Thanks Jim.  Your story about BASIC and C reminded me of another "aha" moment.

My first programming job involving UNIX in the early 1980's was to send data to an IBM mainframe via 2780/3780 binary synchronous communications (BSC).

I started writing a HEX dump utility using BASIC.  I wasn't happy with the execution speed and started reading man pages.

I discovered C.  Having done some work with assembly, I immediately recognized the similarity and function as a "portable assembler".

By that time, UNIX had been ported to at least a dozen different architectures.

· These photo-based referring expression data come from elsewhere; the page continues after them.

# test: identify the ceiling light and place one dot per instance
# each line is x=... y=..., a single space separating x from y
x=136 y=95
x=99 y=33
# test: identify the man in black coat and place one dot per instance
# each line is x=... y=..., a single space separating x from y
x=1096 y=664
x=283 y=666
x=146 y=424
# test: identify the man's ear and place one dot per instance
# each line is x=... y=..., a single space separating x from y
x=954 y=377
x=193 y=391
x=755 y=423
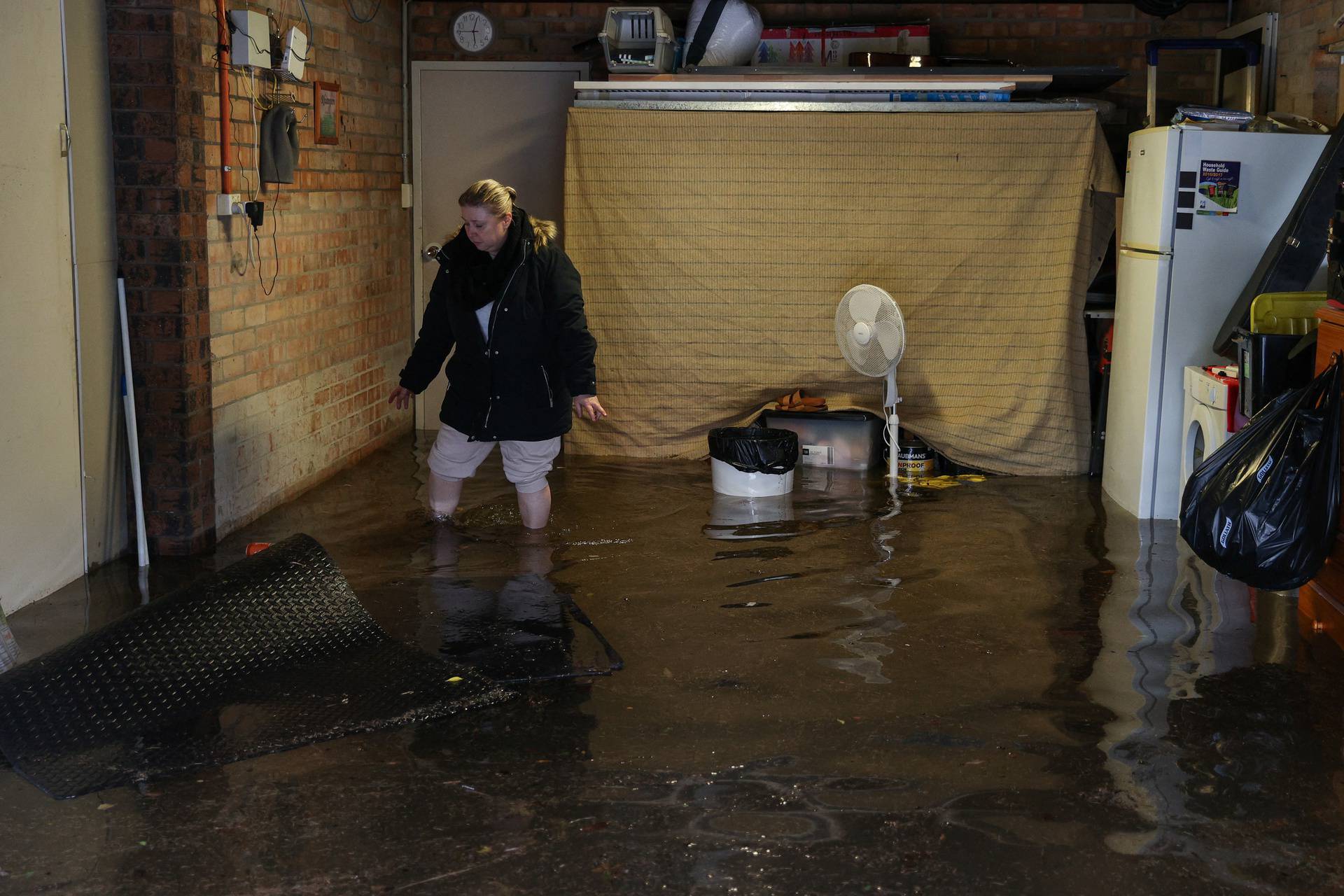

I was sold on the design, utility, and "openness" of the documentation, and have been working with nearly every flavor of *NIX ever since.

Cheers,

Jim



From: "Jim Geist" <velocityboy@gmail.com>
To: "Warren Toomey" <wkt@tuhs.org>
Cc: "The Eunuchs Hysterical Society" <tuhs@tuhs.org>
Sent: Friday, October 11, 2019 1:13:37 PM
Subject: Re: [TUHS] What was your "Aha, Unix!" moment?



On Thu, Oct 10, 2019 at 4:56 PM Warren Toomey <wkt@tuhs.org> wrote:
All, we had another dozen TUHS suscribers to the list overnight. Welcome.
A reminder that we're here to discuss Unix Heritage, so I'll nudge you
if the conversation goes a bit off-topic.

So I'll kick off another thread. What was your "ahah" moment when you
first saw that Unix was special, especially compared to the systems you'd
previously used?

Mine was: Oh, I can:
  + write a simple script
  + to edit a file on the fly
  + with no temporary files (a la pipes)
  + AND I can change the file suffix and the system won't stop me!

I was using TOPS-20 beforehand.

Cheers, Warren

As an undergrad in the 80's. Before college most of my experience had been on various flavors of BASIC, with the one exception being a summer spent at a science camp where I did Pascal on an Apple ][ and other programming assignments on VMS.

My college had a big schism between the computer services department that serviced the whole school -- they ran an IBM 4341 with VM/SP -- and the actual computer science department that ran UNIX on a VAX-11/780. Undergrad classes were mostly on the mainframe and grad students used the VAX. I learned C on the mainframe but was able to talk my way into a UNIX account and started seeing how much more elegant things were.